Teenagers looking to fulfill community service hours for school are eligible to receive credit for hours spent fostering animals. However due to insurance issues and safety concerns, only individuals who are at least 18 can sign up as a foster parent.
Young adults and children can help with the foster animals’ in the home, but adults must be the primary caregivers. Talk with your parents to see if fostering will work for your whole family as well as your individual school requirements.
How often does a foster animal need to be brought in for check-ups?
Foster parent volunteers need to transport animals to HSWC in Johnson City, TN on a regular basis for vaccinations, weight checks and our local veterinary in Johnson City for spay and neuter surgeries. Vaccination appointments and weigh-ins for kittens and puppies are scheduled every two weeks. Veterinarian appointments are scheduled as needed for each animal, generally every 7-14 days.

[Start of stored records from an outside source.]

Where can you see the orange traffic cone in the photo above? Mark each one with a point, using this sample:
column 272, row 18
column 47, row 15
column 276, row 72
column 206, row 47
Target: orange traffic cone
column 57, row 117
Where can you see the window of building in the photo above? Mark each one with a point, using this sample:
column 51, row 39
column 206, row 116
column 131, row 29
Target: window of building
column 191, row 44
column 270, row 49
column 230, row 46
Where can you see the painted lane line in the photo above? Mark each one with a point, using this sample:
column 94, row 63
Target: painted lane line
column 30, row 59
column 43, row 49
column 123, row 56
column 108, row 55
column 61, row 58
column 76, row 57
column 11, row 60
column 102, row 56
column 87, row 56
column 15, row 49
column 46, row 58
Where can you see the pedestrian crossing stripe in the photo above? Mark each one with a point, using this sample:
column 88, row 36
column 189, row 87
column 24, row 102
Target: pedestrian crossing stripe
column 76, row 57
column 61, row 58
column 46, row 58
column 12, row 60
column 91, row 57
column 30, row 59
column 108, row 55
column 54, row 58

What if I’m unavailable to foster an animal when you call?
We will simply call another foster volunteer. We want to make sure you feel like you’ll be able to give the time needed, so we don’t pressure you into taking an animal. If you can’t foster this time around, we’ll just call you the next time.
Will a foster animal have accidents or cause damage?

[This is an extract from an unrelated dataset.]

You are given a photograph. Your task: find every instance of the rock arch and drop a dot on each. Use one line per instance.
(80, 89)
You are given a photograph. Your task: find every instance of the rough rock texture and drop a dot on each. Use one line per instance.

Foster animals, like any other companion animal in your home, may destroy carpeting, drapes, clothing and other valuable items. Preparing your home and the area the animals will stay in can prevent most accidents, but not all of them.
Do I need to keep foster animals separate from my pets?

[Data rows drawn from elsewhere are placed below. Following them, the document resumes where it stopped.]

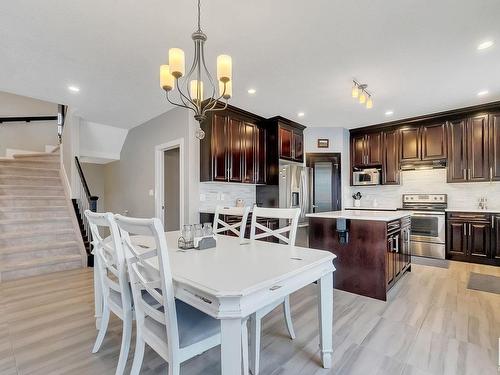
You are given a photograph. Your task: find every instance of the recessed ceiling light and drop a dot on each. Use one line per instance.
(73, 88)
(484, 45)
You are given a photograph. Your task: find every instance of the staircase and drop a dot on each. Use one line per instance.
(38, 230)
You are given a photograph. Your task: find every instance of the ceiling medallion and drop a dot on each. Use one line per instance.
(191, 87)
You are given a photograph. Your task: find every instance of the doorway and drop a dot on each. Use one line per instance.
(326, 185)
(169, 194)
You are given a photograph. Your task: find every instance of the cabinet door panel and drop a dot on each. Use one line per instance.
(298, 146)
(249, 146)
(285, 146)
(410, 144)
(479, 239)
(495, 238)
(434, 142)
(457, 151)
(390, 165)
(235, 130)
(477, 151)
(358, 150)
(261, 156)
(494, 135)
(219, 145)
(374, 148)
(457, 239)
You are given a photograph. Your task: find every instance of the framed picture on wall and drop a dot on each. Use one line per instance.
(323, 143)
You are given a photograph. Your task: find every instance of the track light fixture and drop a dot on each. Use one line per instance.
(363, 96)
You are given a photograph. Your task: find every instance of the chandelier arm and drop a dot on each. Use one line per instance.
(179, 105)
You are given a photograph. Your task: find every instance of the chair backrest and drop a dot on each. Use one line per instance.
(150, 244)
(109, 258)
(221, 226)
(290, 214)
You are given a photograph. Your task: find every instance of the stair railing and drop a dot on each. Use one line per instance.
(86, 201)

Foster animals may need to be isolated from your own companion animals. A separate room or enclosed area with no carpet will often work best (like a bathroom or laundry room).
Will HSWC treat my pet if he is injured or becomes sick because of a foster animal?
If your animal becomes sick or injured due to interactions with a HSWC foster animal, you will be responsible for all medical care required.
I love the idea of being a foster volunteer, but I’m worried about how I’ll feel when it’s time for the animal to be adopted.
It can be difficult to let go once you have become emotionally attached to a foster animal. Be prepared for tears and some heartache when your foster animals is adopted. But remember foster care volunteers play a crucial part in helping unwanted animals get to permanent, loving homes they deserve.
Thank you for helping find homes for your foster animals. Please keep in mind however, that the animals will not be available until their medical work, including spay or neuter surgery, is completed. Please refer interested adopters to the HSWC website, www.hswctn.org, to complete and adoption application.
What if I want to adopt the animal I’m fostering?
This can happen when foster parents fall in love with the animals. If you wish to adopt a foster animal, please call the HSWC Foster Care Adoption team to start the adoption conversation. Your foster animal may already have an “adoption hold” for another person. Having available foster homes is crucial for saving lives, so we ask foster parents to consider how adopting a foster animal may affect their ability to continue fostering other animals in the future.